A new peer-reviewed study in Nature Communications shows how pre-existing neighborhood social factors like housing, work, income, insurance help explain the higher rates of infection for COVID19 in communities of color
New York City neighborhoods that had higher levels of socioeconomic disadvantage experienced more COVID-19 infections and deaths, according to Mount Sinai scientists who created a neighborhood-level COVID-19 inequity index.
The index measured factors that fueled inequities in the residents’ lives, such as employment and commuting patterns, population density of their neighborhood, food access, socioeconomic status, and access to health care. This allowed the scientists to compare between neighborhoods the contributions of these social factors in facilitating disease transmission during the first wave of the pandemic in a study published in Nature Communications in June.

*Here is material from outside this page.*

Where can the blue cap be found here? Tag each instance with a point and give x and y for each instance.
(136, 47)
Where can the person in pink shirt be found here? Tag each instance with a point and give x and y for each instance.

“Much of the early rhetoric around COVID-19 disparities centered on comorbidities which, due to health disparities, may have explained why communities of color were suffering higher mortality. But we were seeing more people of color getting infected in the first place,” said Daniel Carrión, PhD, MPH, first author and postdoctoral researcher in the Department of Environmental Medicine and Public Health at the Icahn School of Medicine at Mount Sinai. “Our research team wanted to add to the literature outlining how structural racism is related to neighborhood disadvantage, and how that disadvantage is related to increased COVID-19 infections and mortality.”
The COVID-19 inequity index showed that the disparities were considerably worse based on neighborhood racial and ethnic composition; Black neighborhoods had the highest average inequity index, followed by Latinx communities, while white neighborhoods had the lowest. The authors believe one of the reasons for these disparities is the diminished capacity to socially isolate based on where someone lives.